Awe, I know how you feel Tricia. The only time we've ever left our dogs with a petsitter ended terribly, in vet visits, and dead plants. I just don't trust anyone to watch my dogs but me.


----------



## Reese and Miley (Jun 24, 2010)

This is a great place to vent! I'm so sorry, it's hard enough leaving your dogs without having to worry that they aren't being cared for properly. How frustrating that you took the time to leave detailed instructions but he didn't take the time to prepare their food correctly. I bet they enjoyed their Pupperoni dinner though!
I hope you didn't pay him!


----------



## isolateyou (Jul 7, 2010)

Oh my gosh! This is why sometimes, you can't trust anyone but yourself to get the best job done.  Let it all out! I'm sure you're upset!


----------



## whittsgroogruxking (Jul 10, 2010)

How obnoxious! Gosh, you let him live at home and he can't even take care of your dogs for you when you go away. 

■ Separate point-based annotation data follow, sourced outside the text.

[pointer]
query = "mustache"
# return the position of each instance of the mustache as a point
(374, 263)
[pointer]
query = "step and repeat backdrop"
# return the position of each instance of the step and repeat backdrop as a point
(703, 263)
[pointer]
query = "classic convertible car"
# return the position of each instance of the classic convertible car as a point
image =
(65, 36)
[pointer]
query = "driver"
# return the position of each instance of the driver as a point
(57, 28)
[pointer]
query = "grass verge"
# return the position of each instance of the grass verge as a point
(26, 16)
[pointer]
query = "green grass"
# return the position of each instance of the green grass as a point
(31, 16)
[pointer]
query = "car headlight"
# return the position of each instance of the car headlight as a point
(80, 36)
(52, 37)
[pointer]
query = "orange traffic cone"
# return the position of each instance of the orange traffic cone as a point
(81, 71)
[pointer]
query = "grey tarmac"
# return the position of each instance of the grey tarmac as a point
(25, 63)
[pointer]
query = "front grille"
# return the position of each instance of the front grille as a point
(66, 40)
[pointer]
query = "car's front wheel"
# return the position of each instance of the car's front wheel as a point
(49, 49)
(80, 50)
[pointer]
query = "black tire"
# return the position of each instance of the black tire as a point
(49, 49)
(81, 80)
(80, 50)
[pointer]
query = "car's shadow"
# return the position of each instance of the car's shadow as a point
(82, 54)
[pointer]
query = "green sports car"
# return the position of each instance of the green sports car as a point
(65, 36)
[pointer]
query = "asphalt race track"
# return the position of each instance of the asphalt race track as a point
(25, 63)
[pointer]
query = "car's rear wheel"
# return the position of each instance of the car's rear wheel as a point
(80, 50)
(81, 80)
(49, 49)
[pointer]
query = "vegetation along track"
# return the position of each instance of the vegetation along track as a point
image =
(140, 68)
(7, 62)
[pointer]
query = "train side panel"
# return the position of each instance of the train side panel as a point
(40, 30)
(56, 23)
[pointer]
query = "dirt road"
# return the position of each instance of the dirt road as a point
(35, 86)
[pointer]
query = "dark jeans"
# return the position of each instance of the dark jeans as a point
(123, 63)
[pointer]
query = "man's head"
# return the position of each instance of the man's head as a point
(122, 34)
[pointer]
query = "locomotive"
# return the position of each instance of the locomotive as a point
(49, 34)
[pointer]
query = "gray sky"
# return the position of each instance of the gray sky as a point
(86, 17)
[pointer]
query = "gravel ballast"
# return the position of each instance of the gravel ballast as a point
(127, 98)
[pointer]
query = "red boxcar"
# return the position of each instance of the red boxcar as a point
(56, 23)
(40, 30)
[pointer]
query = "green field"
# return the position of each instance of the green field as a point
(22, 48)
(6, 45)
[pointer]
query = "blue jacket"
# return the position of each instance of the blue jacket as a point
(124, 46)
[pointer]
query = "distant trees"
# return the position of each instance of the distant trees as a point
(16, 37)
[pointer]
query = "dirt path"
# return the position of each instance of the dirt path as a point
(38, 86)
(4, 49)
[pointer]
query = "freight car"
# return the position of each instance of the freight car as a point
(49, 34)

I hope you didn't pay him!


----------



## mommasboy (Dec 25, 2008)

WOW!! If this were a dogsitter I would mad but if this were my OWN immediate family, I WOULD BE PISSED!!! I don't care if they are YOUR dogs or not....they are part of the entire family!!! We have big dogs and the 2 chihuahuas.....chihuahuas are technically mine and I usually do the work with them but my family all loves them and would take excellent care of them WITHOUT me having to pay them if I were gone. Of all ppl in the world, you should be able to trust your family with your dogs. As far as your hubby goes, I find that ridiculous...he couldn't take care of the dogs for you?? Wow...just so thankful that I have a wonderful hubby that would take awesome care of my puppies if I were gone and for my kids....son & daughter that would too take wonderful care of my dogs.


----------



## whittsgroogruxking (Jul 10, 2010)

> As far as your hubby goes, I find that ridiculous...he couldn't take care of the dogs for you??

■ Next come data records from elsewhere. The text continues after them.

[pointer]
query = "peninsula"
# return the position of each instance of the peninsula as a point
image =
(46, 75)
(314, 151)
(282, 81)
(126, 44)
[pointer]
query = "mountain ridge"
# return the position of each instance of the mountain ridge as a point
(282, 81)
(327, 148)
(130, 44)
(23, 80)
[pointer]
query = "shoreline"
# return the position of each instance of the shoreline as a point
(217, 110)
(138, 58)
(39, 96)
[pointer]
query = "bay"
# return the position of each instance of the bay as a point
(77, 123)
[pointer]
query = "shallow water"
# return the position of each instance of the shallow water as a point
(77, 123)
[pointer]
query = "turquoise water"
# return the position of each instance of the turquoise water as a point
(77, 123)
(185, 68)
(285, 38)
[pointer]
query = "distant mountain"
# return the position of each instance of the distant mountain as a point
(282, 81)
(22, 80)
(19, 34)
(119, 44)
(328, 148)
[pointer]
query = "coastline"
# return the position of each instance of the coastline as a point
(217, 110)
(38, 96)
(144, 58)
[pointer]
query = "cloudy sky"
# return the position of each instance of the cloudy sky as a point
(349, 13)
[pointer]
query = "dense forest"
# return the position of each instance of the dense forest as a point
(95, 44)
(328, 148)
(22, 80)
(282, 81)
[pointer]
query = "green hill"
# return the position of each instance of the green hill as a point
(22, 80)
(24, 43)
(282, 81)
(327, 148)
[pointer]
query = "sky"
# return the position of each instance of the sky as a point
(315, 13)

Oh yeah, I forgot to ask...he seriously wouldn't take care of the dogs for you? Did he like, flat out refuse? Groo is MY dog but if I went away without my DH, Mike would still feed him and clean his box and do whatever needed to be done. I wouldn't even need to ask! I might need to leave instructions on wet/dry food ratio and treat portions but he'd take care of him.


----------



## MakNLFi (Jun 8, 2010)

OMG, that is so sad and so frustrating! I know exactly how you feel though. I was only gone to work and my ex-husband (well he was my husband at the time) used to complain about my cockatiel all the time because he didn't like his chirping so I put his cage out on my patio since it was a nice day. Well when I came home I discovered an empty cage and the first words out of his mouth were "Oh I bet my Dad let him loose because he says birds should not be kept as pets but should be free!" Well Hello idiot not domestic birds who don't know how to fend for themselves. So when I went to call my then father-in-law and give him an ear full then my ex's story changed to "Ooooohhhhh I bet I know what happened!!!!! I was cleaning his cage and must have forgotten and left the cage door open! Okay first of all 1) he NEVER took care of my birds before but now all of a sudden he was going to and 2) You never clean a birds cage when it is outside! Well just one of MANY reasons why he is now my ex-husband! LOL Thank goodness your babies are safe and sound! I bet they are like "PLEASE Mommy NEVER leave us alone with those two men again!" ((HUGS))


----------



## whittsgroogruxking (Jul 10, 2010)

Lisa, he let your bird go? Just because he didn't like it? What a jerk! What is wrong with people?!?!


----------



## isolateyou (Jul 7, 2010)

MakNLFi said:


> I bet they are like "PLEASE Mommy NEVER leave us alone with those two men again!" ((HUGS))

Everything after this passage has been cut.